6. Le colonialisme est le résultat de l'expansion européenne et américaine sur le reste du monde ; cette expansion est le résultat de la dislocation et de la destruction de la civilisation occidentale elle-même, comme le souligne à juste titre l'historien italien Franco Cardini : la mondialisation se caractérise par la transgression de toutes les limites, l'abolition des frontières et une expansion constante au nom du progrès infini de l'humanité. Il doit y avoir une croissance économique, culturelle et territoriale perpétuelle afin de maintenir de telles idées à flot.
7. Le colonialisme et l'impérialisme sont des phénomènes de la Modernité ou, plus précisément, une forme d'imposition de la Modernité au reste du monde : le lourd fardeau de l'homme blanc, etc.
8. De nombreux pays non occidentaux sont devenus des colonies en raison de la pression exercée sur eux par les puissances occidentales, tandis que d'autres ont dû s'adapter et s'occidentaliser partiellement afin de survivre. Cette dernière situation peut être appliquée à la Russie, à l'Empire ottoman, à la Perse, au Japon, à l'Abyssinie et, sans grand succès au début, à la Chine. Les pays modernisés de force ont fini par devenir la semi-périphérie du système mondial occidental et n'ont pas pu surmonter cette condition. La seule exception à cette règle a été le Japon après la Seconde Guerre mondiale, mais il a dû payer le prix de l'abandon total de son autonomie. Wallerstein soutient que l'incorporation de la Russie dans le système mondial au 18ème siècle a suivi un chemin très différent : les Russes ont renoncé à l'intégration économique dans le système mondial afin de conserver leur indépendance politique. De tels exemples sont très révélateurs : soit vous sacrifiez votre indépendance politique au nom de l'intégration économique, soit vous refusez l'intégration économique au nom de l'indépendance politique, au prix d'un siège permanent. Seules les puissances occidentales peuvent combiner les deux.
9. Il est absurde d'accuser les puissances semi-périphériques et périphériques de colonialisme et d'impérialisme (même l'Empire ottoman, avec ses "territoires d'outre-mer", ne répond pas à de tels critères).

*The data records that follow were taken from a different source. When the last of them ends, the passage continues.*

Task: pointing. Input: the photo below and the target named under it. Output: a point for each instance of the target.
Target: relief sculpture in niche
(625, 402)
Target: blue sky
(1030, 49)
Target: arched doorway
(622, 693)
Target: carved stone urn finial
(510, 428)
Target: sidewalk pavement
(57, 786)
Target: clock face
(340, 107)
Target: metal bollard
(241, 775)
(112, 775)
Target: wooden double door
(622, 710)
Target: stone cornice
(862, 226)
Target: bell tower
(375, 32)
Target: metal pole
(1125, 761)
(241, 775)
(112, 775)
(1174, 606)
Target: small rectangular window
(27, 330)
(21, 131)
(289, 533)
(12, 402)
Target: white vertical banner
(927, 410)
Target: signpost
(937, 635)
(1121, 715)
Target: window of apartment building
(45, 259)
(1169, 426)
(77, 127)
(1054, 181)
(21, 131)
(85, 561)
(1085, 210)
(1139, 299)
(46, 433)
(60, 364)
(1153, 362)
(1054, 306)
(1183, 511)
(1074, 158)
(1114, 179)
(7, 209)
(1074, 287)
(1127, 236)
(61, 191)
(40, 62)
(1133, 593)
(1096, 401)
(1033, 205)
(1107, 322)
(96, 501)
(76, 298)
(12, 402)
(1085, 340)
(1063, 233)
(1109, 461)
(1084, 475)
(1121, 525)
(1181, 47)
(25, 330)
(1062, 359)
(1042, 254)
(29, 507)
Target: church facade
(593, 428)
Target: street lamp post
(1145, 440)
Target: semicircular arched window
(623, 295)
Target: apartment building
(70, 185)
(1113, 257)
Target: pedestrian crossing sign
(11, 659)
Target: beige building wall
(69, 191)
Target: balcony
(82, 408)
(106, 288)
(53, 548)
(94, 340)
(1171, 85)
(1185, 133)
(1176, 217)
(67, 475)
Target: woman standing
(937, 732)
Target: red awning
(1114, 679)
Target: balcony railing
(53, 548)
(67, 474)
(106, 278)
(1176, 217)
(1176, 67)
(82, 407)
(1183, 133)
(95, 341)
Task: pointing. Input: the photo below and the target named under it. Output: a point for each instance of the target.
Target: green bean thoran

Le véritable colonialisme est fondé sur la concurrence pour dominer le système mondial et l'établissement d'un système de relations inégales à l'échelle planétaire. Peut-on reprocher à la Russie d'avoir fait une telle chose ?
10. Les accusations occidentales selon lesquelles la Russie est une puissance impérialiste reposent sur des arguments a-historiques, manipulateurs et racistes (les Russes sont "blancs", donc leur empire était tout aussi génocidaire que celui des autres puissances occidentales). Ces attaques visent à empêcher les autres civilisations d'utiliser l'expérience de la résistance de la Russie, seule civilisation non occidentale à avoir défendu avec succès son identité politique et sa tradition d'État impérial, comme exemple de lutte contre le mondialisme. Le discours anticolonial n'a un caractère scientifique que s'il est utilisé pour attaquer les mécanismes concrets de la domination mondiale (c'est-à-dire le système économique mondial actuel et ses fondements idéologiques) et non ses formes extérieures. L'attaque systématique des grands États périphériques et semi-périphériques sous la bannière de la lutte anticoloniale ne servira qu'à renforcer la domination du centre, une nouvelle forme de néo-colonialisme.